The filter should do filtering and projection at the same time and extract specified fields of records that match the specified criteria. Results should be streamed to the output connector.
Filter should have 2 algorithms:
A. indexed algorithm: this algorithm could be used only on indexed fields and support '=', 'between', '>' and '
record = index.getfirstkey(criteria)
loop
if not record.eof then
if record.field(tosearch) = criteria then
output.put_message(record)
record = index.getnext()
else
exit loop
end if
else
exit loop
end if
end loop
output.put_message(eof)
This algorithm will move to the first index entry matching criteria, and then loop reading next index entries until them no more match criteria. If criteria is '<' then algorithm should first move to the entry matching criteria and then loop reading all previous index entries in descending order, until EOF. If criteria is '>' or '=' then the algorithm should read index entries in ascending order.

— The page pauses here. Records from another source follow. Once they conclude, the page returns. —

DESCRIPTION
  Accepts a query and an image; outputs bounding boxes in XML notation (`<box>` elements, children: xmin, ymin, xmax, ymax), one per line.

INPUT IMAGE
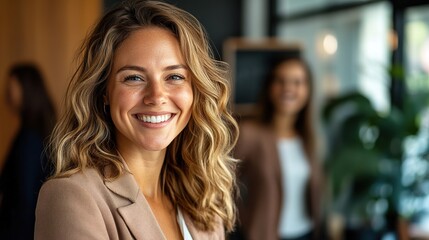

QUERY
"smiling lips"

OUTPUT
<box><xmin>136</xmin><ymin>113</ymin><xmax>172</xmax><ymax>123</ymax></box>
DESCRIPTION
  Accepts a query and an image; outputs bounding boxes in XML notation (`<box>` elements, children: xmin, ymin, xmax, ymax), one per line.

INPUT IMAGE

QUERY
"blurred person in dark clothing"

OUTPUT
<box><xmin>0</xmin><ymin>64</ymin><xmax>55</xmax><ymax>240</ymax></box>
<box><xmin>234</xmin><ymin>58</ymin><xmax>321</xmax><ymax>240</ymax></box>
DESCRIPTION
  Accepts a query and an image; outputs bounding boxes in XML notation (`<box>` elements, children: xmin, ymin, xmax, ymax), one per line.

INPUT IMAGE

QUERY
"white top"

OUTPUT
<box><xmin>177</xmin><ymin>209</ymin><xmax>193</xmax><ymax>240</ymax></box>
<box><xmin>277</xmin><ymin>138</ymin><xmax>313</xmax><ymax>238</ymax></box>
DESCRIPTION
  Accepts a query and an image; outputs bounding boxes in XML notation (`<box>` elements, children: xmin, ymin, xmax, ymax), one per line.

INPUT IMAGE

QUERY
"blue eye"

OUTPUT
<box><xmin>124</xmin><ymin>75</ymin><xmax>143</xmax><ymax>81</ymax></box>
<box><xmin>168</xmin><ymin>74</ymin><xmax>185</xmax><ymax>80</ymax></box>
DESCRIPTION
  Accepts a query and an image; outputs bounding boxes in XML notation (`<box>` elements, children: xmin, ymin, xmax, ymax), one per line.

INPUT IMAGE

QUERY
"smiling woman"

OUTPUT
<box><xmin>35</xmin><ymin>1</ymin><xmax>238</xmax><ymax>239</ymax></box>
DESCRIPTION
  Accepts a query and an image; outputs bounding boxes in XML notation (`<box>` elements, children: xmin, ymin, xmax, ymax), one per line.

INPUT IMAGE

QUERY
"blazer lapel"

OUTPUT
<box><xmin>182</xmin><ymin>211</ymin><xmax>225</xmax><ymax>240</ymax></box>
<box><xmin>105</xmin><ymin>171</ymin><xmax>166</xmax><ymax>240</ymax></box>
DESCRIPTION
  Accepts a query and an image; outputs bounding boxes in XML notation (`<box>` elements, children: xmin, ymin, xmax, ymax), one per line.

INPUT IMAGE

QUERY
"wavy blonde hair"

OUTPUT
<box><xmin>50</xmin><ymin>1</ymin><xmax>238</xmax><ymax>231</ymax></box>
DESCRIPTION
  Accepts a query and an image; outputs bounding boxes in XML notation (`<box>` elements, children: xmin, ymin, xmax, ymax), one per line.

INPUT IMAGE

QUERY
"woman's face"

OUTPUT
<box><xmin>7</xmin><ymin>76</ymin><xmax>23</xmax><ymax>113</ymax></box>
<box><xmin>106</xmin><ymin>27</ymin><xmax>193</xmax><ymax>151</ymax></box>
<box><xmin>270</xmin><ymin>61</ymin><xmax>309</xmax><ymax>116</ymax></box>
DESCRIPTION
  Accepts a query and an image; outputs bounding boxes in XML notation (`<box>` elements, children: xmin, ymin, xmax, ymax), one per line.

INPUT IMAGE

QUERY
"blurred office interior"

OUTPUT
<box><xmin>0</xmin><ymin>0</ymin><xmax>429</xmax><ymax>239</ymax></box>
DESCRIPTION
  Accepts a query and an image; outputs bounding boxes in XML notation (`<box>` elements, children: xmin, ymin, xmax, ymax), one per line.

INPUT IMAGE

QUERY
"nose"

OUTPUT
<box><xmin>143</xmin><ymin>81</ymin><xmax>167</xmax><ymax>105</ymax></box>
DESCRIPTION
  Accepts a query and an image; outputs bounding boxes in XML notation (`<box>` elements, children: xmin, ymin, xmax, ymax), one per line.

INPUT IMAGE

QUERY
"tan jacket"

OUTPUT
<box><xmin>234</xmin><ymin>122</ymin><xmax>321</xmax><ymax>240</ymax></box>
<box><xmin>35</xmin><ymin>169</ymin><xmax>225</xmax><ymax>240</ymax></box>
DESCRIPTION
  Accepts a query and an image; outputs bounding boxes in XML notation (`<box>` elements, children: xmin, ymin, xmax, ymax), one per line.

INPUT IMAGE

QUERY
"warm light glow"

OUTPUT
<box><xmin>323</xmin><ymin>34</ymin><xmax>338</xmax><ymax>55</ymax></box>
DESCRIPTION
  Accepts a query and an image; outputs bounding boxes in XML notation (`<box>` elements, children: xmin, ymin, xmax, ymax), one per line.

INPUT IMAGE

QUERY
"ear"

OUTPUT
<box><xmin>103</xmin><ymin>94</ymin><xmax>109</xmax><ymax>105</ymax></box>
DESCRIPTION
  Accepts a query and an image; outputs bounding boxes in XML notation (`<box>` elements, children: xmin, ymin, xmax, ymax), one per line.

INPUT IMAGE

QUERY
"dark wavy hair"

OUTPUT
<box><xmin>6</xmin><ymin>63</ymin><xmax>56</xmax><ymax>138</ymax></box>
<box><xmin>260</xmin><ymin>57</ymin><xmax>316</xmax><ymax>161</ymax></box>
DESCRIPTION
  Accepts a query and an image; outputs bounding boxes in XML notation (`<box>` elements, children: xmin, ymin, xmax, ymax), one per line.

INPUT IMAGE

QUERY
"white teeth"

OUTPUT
<box><xmin>137</xmin><ymin>114</ymin><xmax>171</xmax><ymax>123</ymax></box>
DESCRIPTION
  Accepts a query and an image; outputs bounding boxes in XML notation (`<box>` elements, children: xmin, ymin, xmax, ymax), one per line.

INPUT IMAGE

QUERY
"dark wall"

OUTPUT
<box><xmin>104</xmin><ymin>0</ymin><xmax>242</xmax><ymax>59</ymax></box>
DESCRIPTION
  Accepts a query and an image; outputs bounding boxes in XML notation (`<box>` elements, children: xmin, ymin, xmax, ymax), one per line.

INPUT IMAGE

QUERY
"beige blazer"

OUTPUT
<box><xmin>35</xmin><ymin>169</ymin><xmax>225</xmax><ymax>240</ymax></box>
<box><xmin>234</xmin><ymin>122</ymin><xmax>321</xmax><ymax>240</ymax></box>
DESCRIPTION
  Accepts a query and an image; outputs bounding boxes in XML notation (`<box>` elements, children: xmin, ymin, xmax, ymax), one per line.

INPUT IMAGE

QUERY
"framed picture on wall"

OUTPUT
<box><xmin>223</xmin><ymin>38</ymin><xmax>302</xmax><ymax>117</ymax></box>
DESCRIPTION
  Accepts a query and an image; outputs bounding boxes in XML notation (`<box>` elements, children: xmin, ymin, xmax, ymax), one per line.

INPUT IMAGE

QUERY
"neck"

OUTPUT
<box><xmin>273</xmin><ymin>114</ymin><xmax>298</xmax><ymax>138</ymax></box>
<box><xmin>118</xmin><ymin>146</ymin><xmax>166</xmax><ymax>201</ymax></box>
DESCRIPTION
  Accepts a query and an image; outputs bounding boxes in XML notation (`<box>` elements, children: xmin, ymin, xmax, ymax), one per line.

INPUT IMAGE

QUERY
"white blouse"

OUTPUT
<box><xmin>277</xmin><ymin>138</ymin><xmax>313</xmax><ymax>238</ymax></box>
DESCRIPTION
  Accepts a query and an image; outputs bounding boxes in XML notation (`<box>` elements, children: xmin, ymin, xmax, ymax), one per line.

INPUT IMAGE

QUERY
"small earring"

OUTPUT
<box><xmin>103</xmin><ymin>103</ymin><xmax>108</xmax><ymax>115</ymax></box>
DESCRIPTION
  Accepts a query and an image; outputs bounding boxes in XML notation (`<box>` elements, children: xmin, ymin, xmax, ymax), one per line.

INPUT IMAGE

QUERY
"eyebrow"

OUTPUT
<box><xmin>116</xmin><ymin>64</ymin><xmax>189</xmax><ymax>73</ymax></box>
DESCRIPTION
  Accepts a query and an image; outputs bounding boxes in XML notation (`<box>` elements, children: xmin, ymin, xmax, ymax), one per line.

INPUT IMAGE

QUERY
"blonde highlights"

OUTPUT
<box><xmin>51</xmin><ymin>1</ymin><xmax>238</xmax><ymax>231</ymax></box>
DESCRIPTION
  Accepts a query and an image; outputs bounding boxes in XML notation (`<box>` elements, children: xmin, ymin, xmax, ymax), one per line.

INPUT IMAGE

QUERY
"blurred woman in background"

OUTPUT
<box><xmin>235</xmin><ymin>58</ymin><xmax>321</xmax><ymax>240</ymax></box>
<box><xmin>0</xmin><ymin>64</ymin><xmax>55</xmax><ymax>239</ymax></box>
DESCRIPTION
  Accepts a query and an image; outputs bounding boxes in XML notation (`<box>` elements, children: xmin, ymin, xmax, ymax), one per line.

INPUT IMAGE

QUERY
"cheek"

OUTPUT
<box><xmin>177</xmin><ymin>87</ymin><xmax>194</xmax><ymax>118</ymax></box>
<box><xmin>299</xmin><ymin>87</ymin><xmax>310</xmax><ymax>103</ymax></box>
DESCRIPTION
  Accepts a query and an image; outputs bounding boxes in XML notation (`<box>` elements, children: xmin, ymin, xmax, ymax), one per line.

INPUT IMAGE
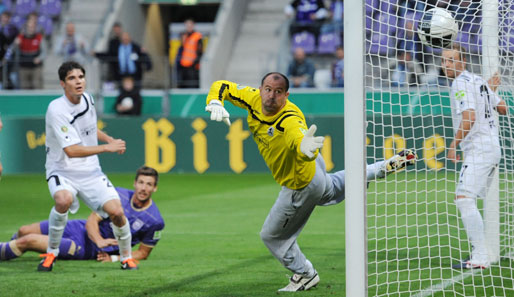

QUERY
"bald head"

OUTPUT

When a seek message is received, the filter should move again to the index node specified in message.
B. Non-indexed algorithm: this algorithm does not require index. It support '=', '>','<' and '!='. Calculation using to this algorithm will be more expensive than A.
record = table.getfirstrecord()
loop while not record.eof
if record.field(tosearch) = criteria then
output.put_message(record)
end if
record = table.readnextrecord()
end loop
output.putmessage(eof)
This algorithm (table scan) will sequentially read all records and send to the output connector only those that match criteria.
Algorithm A:
The estimated number of records is:
For '=' operator: cardinality of criteria according to statistical data. (= number of records / number of values)
For '>' and '<' operators: (number of records / number of values) * operation factor
If criteria are character based, then they should first be converted to a hash prior to calculations.
When there is a unique index, and criteria is '=' then the expected number of records is 1.
Operation factor is 1 for '=' operation.
Operation factor for '>' operator is: (max - min) / (max - value)
Operation factor for '<' operator is: (max - min) / (value - min)
Min and max can be extracted from statistical data.
Operation cost = expected number of records * 4 / 3
Algorithm B:
Operation cost = number of records in table.
If statistical data are not present (in most case), then the engine should randomly select 50 records, and extract the following data: min value, max value, number of values matching criteria. The expected number of records will then be calculated the same way as algorithm A.
Algorithm A will generate an ordered record set; records will be sorted in ascending or descending order depending on operator. Algorithm B will generate an unordered record set.